GPUs already existed when the idea to use them to make the feasible size of neural nets larger came about. For a long time the drive for the increase of GPU compute power was still gaming/commercial graphics houses. It’s really only in the last 1-2 years that we’ve seen highly specialised GPUs with features like tensor cores (or indeed google’s TPUs).

Also, calling neural nets ‘brute force’ because they use a lot of computing power to train a model is slightly reductionist - a true brute force approach to image recognition, ie enumerating all possible combinations of, say, 200x200x256x3 pixels, would be completely absurd and probably exceed the computing power currently available on earth.

1 comments

I'm not saying that neural nets are brute force. I'm saying that there haven't been any algorithmic improvements in neural nets to make them more computationally feasible than they were when they were first invented.
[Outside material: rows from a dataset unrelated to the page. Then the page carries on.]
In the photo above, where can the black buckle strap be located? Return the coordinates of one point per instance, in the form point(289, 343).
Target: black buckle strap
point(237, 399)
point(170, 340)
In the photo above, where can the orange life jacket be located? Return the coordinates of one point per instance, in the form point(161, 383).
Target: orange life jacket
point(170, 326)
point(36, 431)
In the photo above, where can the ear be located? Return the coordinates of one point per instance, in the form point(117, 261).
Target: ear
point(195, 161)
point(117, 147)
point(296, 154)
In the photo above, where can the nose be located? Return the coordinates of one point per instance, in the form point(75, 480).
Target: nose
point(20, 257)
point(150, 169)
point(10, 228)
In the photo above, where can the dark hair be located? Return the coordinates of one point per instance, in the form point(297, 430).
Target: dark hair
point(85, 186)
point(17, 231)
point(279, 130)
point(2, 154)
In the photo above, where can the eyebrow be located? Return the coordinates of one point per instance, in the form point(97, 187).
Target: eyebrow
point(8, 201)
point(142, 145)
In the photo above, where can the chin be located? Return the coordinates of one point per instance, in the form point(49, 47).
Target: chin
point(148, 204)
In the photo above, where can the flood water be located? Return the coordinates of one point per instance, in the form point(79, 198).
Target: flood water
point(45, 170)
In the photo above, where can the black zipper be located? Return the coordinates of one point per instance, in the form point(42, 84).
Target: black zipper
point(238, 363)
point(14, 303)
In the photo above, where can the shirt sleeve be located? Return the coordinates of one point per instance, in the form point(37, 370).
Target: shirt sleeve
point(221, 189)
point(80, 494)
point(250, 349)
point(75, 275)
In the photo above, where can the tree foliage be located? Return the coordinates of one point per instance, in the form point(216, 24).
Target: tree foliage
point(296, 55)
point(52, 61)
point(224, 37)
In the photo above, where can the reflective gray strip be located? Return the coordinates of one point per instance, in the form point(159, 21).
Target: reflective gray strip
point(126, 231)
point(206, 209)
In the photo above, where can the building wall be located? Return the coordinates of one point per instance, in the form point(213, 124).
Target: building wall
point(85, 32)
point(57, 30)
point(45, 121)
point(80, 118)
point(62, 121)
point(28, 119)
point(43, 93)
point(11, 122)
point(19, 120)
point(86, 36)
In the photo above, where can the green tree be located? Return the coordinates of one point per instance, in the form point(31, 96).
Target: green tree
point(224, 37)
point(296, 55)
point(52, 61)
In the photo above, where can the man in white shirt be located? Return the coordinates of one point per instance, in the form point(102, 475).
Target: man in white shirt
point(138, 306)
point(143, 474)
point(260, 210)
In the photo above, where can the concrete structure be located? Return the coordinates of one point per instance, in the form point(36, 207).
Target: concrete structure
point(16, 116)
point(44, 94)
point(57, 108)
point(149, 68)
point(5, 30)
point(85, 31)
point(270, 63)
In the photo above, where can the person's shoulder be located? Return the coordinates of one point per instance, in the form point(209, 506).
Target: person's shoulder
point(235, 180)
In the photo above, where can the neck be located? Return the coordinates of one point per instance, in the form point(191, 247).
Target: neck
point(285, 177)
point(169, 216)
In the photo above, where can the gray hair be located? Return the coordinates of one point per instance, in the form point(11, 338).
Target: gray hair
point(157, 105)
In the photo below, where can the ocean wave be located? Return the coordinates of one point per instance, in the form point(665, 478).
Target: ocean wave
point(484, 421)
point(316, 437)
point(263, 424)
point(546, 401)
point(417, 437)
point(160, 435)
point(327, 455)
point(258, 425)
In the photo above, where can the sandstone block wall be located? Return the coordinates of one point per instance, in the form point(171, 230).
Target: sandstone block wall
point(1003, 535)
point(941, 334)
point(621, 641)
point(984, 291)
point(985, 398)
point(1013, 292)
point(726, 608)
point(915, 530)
Instead, we have specialized hardware which can just do the necessary computation quickly enough to make neural nets feasible.

It's not like neural nets are a new technology. They've been known since the '80s, at least. It's just that they were considered a dead end, because we didn't have the computational resources to run deep neural nets, nor did we have sufficient training data to make neural-net approaches feasible. Once those preconditions were met, neural nets took off in short order.

There have - convolutional nets have far fewer weights to learn than an equivalent fully connected net of the same depth.

And you literally described it as a brute force approach in your comment.